La Mort, Dieu, un savant fou…
Alice, c’est le personnage au centre du nouveau spectacle de Dominique Bréda, En attendant la fin, dont la tournée (près de quinze dates) débute ce 1er décembre au Waux Hall de Nivelles. Et pour aborder tout en humour et légèreté le sujet autour duquel il a tissé ce nouveau récit − la mort –, le dramaturge, photographe et musicien belge a réuni sa bande de fidèles trublions du rire : Jean-François Breuer, Julie Duroisin, Catherine Decrolier, Thomas Demarez et Amélie Saye. Fidèles, car c’est la 5e fois (après Purgatoire, Le groupe, Enfer et Délivre-nous du mal) qu’ils se retrouvent dans une comédie de Dominique Bréda.
Qu’y a-t-il après la mort ? Y a-t-il un au-delà ? Un enfer ? Un paradis ? Autre chose ? Que penser des témoignages de celles et ceux qui disent avoir vécu une expérience de mort imminente ? Pourrons-nous rencontrer Dieu ? Etc. Voilà autant de questions qui taraudent l’être humain depuis la nuit des temps et traversent la pièce de Bréda.
Dans En attendant la fin, “c’est un peu Alice au pays des morts puisqu’Alice est morte”, résume Emmanuelle Mathieu. “L’histoire se passe au purgatoire et elle va rencontrer une panoplie de personnages : la Mort, Dieu, des psy, un savant fou… J’avais envie d’inscrire cette Alice comme si tous ces personnages étaient dans sa tête. Ce sont toutes des facettes d’elle-même ; c’est une remise en question de sa vie. Donc, c’est elle qui les invente sur scène. C’est sa vision que l’on reçoit en tant que spectateur.” Elle poursuit : “On est dans le Tartare, d’accord, mais on est surtout dans un no man’s land, un huis clos. J’avais vraiment envie que non seulement Alice soit mise à mal par ces personnages, mais qu’elle se sente aussi constamment observée. Un peu comme dans un true woman show. Donc, elle ne peut pas sortir de là et c’est très étrange pour elle”.

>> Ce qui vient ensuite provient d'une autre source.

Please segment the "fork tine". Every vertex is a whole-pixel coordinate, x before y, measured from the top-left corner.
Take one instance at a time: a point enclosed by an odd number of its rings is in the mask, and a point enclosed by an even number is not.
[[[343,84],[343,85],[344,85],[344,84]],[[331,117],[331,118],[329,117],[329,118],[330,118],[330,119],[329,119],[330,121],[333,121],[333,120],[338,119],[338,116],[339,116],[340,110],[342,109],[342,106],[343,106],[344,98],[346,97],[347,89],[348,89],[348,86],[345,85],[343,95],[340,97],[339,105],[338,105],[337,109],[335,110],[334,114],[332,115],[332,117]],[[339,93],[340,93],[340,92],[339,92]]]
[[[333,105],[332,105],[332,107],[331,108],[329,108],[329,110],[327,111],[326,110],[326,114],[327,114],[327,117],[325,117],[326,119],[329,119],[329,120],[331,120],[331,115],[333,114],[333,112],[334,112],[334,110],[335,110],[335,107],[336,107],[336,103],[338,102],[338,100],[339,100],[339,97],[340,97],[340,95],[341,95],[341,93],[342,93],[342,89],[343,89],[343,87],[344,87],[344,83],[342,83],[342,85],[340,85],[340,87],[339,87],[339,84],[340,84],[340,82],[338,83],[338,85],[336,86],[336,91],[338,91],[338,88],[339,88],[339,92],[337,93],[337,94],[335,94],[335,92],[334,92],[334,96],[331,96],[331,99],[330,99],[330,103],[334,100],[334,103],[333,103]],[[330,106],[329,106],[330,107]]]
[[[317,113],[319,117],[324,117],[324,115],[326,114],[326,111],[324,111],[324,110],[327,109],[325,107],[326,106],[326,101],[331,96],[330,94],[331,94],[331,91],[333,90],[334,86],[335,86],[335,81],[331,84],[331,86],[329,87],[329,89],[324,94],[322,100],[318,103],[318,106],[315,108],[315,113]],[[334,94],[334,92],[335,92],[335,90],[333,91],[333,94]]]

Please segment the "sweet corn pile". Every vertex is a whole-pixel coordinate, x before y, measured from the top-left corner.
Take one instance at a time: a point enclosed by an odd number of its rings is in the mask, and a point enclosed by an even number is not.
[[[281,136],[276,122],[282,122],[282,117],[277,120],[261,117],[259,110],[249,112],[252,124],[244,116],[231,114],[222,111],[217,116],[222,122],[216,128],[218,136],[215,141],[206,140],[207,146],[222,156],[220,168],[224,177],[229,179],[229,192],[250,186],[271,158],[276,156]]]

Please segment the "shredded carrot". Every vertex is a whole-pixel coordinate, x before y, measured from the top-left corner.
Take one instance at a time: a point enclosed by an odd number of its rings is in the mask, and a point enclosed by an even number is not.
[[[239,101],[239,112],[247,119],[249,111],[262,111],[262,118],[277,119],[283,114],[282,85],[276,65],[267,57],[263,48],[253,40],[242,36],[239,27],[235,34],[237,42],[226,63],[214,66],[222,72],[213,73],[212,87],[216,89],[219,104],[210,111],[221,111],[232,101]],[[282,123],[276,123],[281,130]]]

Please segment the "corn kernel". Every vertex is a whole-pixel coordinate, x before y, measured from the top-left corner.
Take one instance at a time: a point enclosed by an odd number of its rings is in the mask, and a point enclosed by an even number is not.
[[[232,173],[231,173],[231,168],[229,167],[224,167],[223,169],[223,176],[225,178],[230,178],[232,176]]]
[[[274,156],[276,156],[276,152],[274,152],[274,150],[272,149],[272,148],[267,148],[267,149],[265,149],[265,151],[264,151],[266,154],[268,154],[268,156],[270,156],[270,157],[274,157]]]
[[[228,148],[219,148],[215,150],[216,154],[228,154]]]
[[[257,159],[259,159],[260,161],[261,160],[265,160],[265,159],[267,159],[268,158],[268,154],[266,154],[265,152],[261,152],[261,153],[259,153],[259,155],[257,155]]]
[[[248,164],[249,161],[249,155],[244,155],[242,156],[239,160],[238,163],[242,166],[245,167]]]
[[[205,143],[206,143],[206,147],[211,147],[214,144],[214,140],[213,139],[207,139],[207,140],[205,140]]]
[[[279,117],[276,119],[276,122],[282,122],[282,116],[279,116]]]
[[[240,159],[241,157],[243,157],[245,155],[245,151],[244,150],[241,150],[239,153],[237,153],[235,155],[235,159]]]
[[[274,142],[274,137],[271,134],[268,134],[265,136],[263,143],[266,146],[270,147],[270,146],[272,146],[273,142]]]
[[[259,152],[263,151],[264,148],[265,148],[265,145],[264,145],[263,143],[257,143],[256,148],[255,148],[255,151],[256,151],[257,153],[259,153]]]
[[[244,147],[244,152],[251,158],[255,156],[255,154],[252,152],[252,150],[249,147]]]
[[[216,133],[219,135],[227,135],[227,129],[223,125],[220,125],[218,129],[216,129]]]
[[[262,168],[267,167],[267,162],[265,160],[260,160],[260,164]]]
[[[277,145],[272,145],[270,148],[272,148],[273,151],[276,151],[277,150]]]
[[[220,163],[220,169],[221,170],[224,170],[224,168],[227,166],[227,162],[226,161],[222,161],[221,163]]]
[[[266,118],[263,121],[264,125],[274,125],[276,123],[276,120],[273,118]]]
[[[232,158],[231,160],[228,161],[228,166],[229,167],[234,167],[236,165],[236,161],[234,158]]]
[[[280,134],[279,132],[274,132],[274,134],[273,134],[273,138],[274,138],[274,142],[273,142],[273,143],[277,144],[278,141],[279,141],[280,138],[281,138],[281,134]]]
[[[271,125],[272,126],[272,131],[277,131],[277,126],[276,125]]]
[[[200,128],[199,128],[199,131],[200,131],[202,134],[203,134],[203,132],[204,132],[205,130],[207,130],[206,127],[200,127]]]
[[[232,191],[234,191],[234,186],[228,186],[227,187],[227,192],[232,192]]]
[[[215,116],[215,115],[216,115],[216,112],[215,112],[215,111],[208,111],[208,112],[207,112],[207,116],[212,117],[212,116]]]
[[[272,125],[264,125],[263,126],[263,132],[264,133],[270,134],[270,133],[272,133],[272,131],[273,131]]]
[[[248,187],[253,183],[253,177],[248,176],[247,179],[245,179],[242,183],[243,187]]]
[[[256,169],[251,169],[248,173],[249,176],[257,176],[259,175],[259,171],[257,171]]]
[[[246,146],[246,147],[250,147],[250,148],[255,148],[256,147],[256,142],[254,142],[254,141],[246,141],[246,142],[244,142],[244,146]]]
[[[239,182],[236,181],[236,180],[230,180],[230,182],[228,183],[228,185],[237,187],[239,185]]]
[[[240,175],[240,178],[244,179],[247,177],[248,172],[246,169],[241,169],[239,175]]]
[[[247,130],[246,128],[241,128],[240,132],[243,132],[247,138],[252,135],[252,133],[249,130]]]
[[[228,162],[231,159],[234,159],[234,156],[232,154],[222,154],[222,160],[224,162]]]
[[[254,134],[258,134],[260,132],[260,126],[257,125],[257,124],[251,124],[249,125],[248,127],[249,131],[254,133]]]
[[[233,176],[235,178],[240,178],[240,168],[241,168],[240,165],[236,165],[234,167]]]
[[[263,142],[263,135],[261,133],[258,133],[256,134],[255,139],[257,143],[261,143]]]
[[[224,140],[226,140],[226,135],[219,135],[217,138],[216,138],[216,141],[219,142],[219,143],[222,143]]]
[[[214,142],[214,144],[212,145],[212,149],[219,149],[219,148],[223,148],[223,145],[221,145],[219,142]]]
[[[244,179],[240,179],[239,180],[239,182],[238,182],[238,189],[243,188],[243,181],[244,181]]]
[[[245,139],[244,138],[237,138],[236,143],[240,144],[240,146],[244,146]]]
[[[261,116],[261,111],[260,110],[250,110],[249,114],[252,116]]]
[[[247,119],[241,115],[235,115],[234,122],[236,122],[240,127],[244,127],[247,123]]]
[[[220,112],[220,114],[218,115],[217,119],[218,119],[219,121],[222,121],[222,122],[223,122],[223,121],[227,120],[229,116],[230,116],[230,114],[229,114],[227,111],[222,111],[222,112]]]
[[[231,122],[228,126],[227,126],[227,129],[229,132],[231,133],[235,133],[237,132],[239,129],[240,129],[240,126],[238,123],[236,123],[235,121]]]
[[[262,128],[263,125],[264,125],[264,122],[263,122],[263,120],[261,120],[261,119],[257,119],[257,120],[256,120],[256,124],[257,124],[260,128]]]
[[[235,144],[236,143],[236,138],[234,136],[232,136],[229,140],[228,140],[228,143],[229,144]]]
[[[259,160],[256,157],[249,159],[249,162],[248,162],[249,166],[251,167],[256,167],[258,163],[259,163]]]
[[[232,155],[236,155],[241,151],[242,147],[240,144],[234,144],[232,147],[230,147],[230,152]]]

”Mon personnage passe par toutes les émotions, enchaîne Catherine Decrolier. Le deuil, la peur, le déni, la colère… et, peut-être, l’acceptation. En tout cas, le parti pris, c’est qu’il doit rester hyper sincère. Le spectateur va s’identifier à cette Alice qui est ballottée par toutes ces rencontres les plus absurdes et les plus dingues possible. Elle va se sentir très seule”. La comédienne complète : “C’est de là aussi que découle l’étrangeté. Les autres personnages peuvent tout se permettre, car ils sont inventés, ils sont dans ma tête. Tous ceux qu’Alice rencontre sont haut perchés et, elle, par contre, reste dans cette impuissance d’agir”.
Jeu et bruitages
Très complices pour avoir déjà joué à plusieurs reprises ensemble, et notamment pour Dominique Bréda, “nous avions cette envie commune d’amener un autre univers”, expose Catherine Decrolier. “Il y a l’écriture de Dominique qui est très forte, mais nous voulions une couche en plus. Et Emmanuelle Mathieu a cet amour pour le rythme de la comédie. Elle a un côté artisanal – ici, les comédiens bruitent tout en coulisses – et puis, je crois qu’elle est aussi folle que nous”, sourit-elle.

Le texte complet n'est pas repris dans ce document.